Discussion: During the first 35 years of the 1500s, fluted armor evolved (what the Victorians named Maximilian armor). The Maximilian fashion was originally an early 1505 Innsbruck reproduction of the contemporary pleating fashion found in close-fitting civilian jackets (doublets). Early breastplates in this fashion were embossed with only a few decorations.
After 1535 a much plainer fashion started evolving. The biggest and most obvious change was the lack of fluting and change in the bulbous shape of the breastplate belly. No fluting means faster and less expensive to make than the Maximilian style. However, some would argue they are equally elegant but in a minimalist form.
Description: The helmet is a rounded one-piece skull rising to a low, boldly roped medial comb fitted at the nape with a broad neck guard of two lames. The monkey face visor and bevor are attached to the skull on each side by means of common dome-headed pivots; the visor is stepped beneath its centrally divided vision slit, pierced with eleven ventilation slots arranged in two rows; short lifting peg, a visor prop with a forkhead, and push-button release for the bevor. Decorated with a roped bevor and roped neck-lame edges, visor push-button release.
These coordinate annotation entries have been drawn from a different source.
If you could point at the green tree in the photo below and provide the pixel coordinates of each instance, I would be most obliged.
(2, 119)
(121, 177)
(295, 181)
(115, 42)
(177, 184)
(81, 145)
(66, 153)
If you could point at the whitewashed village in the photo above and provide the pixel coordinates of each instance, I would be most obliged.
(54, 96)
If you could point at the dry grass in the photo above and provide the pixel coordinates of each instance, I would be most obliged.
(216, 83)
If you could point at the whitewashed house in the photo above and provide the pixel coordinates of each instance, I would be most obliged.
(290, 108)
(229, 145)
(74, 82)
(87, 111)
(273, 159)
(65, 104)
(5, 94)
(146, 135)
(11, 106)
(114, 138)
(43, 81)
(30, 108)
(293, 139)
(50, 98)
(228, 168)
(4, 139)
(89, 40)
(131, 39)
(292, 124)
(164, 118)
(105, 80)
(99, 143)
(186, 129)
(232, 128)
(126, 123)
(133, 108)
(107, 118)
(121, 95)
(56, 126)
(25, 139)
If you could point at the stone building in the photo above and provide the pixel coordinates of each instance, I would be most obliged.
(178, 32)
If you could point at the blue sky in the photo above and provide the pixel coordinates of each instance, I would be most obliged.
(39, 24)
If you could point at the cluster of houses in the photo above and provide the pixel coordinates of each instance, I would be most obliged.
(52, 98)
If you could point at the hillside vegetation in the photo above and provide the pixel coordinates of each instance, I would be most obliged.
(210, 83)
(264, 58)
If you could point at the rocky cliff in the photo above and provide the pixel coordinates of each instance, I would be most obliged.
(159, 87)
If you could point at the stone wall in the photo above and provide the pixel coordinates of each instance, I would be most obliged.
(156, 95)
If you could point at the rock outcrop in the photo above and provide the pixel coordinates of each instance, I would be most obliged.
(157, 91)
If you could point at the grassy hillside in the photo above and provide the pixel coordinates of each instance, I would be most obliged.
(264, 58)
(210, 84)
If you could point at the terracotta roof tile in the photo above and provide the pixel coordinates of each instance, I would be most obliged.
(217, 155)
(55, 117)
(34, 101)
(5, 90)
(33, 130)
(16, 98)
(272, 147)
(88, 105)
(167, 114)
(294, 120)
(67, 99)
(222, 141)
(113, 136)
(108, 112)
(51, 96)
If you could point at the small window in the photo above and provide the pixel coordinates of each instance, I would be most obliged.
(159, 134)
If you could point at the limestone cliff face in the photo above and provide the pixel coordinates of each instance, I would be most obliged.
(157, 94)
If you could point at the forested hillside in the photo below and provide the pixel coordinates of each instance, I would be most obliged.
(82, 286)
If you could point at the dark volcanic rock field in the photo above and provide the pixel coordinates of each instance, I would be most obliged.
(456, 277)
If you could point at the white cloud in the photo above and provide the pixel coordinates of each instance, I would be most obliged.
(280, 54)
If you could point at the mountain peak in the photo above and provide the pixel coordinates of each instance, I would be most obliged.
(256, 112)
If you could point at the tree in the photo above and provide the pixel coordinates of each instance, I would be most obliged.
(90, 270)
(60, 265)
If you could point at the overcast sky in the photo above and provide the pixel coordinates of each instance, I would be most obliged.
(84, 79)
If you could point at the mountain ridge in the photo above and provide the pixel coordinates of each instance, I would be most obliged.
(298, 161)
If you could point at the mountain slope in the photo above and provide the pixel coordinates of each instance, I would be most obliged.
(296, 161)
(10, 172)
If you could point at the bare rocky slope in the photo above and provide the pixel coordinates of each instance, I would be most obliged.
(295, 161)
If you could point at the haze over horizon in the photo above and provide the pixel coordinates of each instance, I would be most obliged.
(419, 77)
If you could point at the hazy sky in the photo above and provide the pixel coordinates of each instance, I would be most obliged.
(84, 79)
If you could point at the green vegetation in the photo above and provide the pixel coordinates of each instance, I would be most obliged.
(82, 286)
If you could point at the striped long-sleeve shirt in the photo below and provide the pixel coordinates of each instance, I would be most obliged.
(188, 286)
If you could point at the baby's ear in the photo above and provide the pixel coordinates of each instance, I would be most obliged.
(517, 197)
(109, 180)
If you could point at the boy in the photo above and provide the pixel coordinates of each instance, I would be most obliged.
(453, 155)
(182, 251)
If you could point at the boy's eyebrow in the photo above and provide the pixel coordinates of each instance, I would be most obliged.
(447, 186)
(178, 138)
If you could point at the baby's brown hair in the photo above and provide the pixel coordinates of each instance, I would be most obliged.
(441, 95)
The breastplate formed of a rounded main plate with gussets at the arm openings. Waist lame and fauld of two separable lames and tassets, each of four lames. The backplate comprises a main plate with a pair of side plates and a waist lame flanged outwards to form a short culet cut with a shallow notch at the center of its lower edge. Long spaulders, each of seven lames, overlap outwards from the third and are articulated by transverse sliding rivets to fully articulated vambraces, formed of an open tubular upper and lower tubular cannon fitted at the inside of the elbow with a narrow lame. The knee poleyn is constructed of three lames, with the central lame projecting inwards at the front as a large, flat oval wing with a medial pucker. A pair of circular besagues, each with an applied conical boss at its center ( circa 1580). Gauntlets, each formed of a short straight-ended cuff with a strong pronounced vertical medial ridge, one metacarpal plate, and one knuckle plate (restored), three finger lames (restored). Cuisses, each formed of a gutter-shaped main plate fitted at its upper edge with a crescentic extension plate and at its lower edge with a winged poleyn. Tubular full-length greaves, each pierced at the heel with a pair of holes for attaching a spur and cut at the front with an arch to accommodate a sabaton of lames overlapping inwards; sabatons (shoes) are made from old metal but exceptionally well done. The armor is decorated throughout with boldly roped inward turns accompanied by recessed borders. Large plain elbow cops.
Conclusion: This is very well-matched armor with a very high percentage of period pieces. Owning an early armor is every collector’s dream. A cap-a-pie suit of early armor screams…strength……power…. fortitude….and class.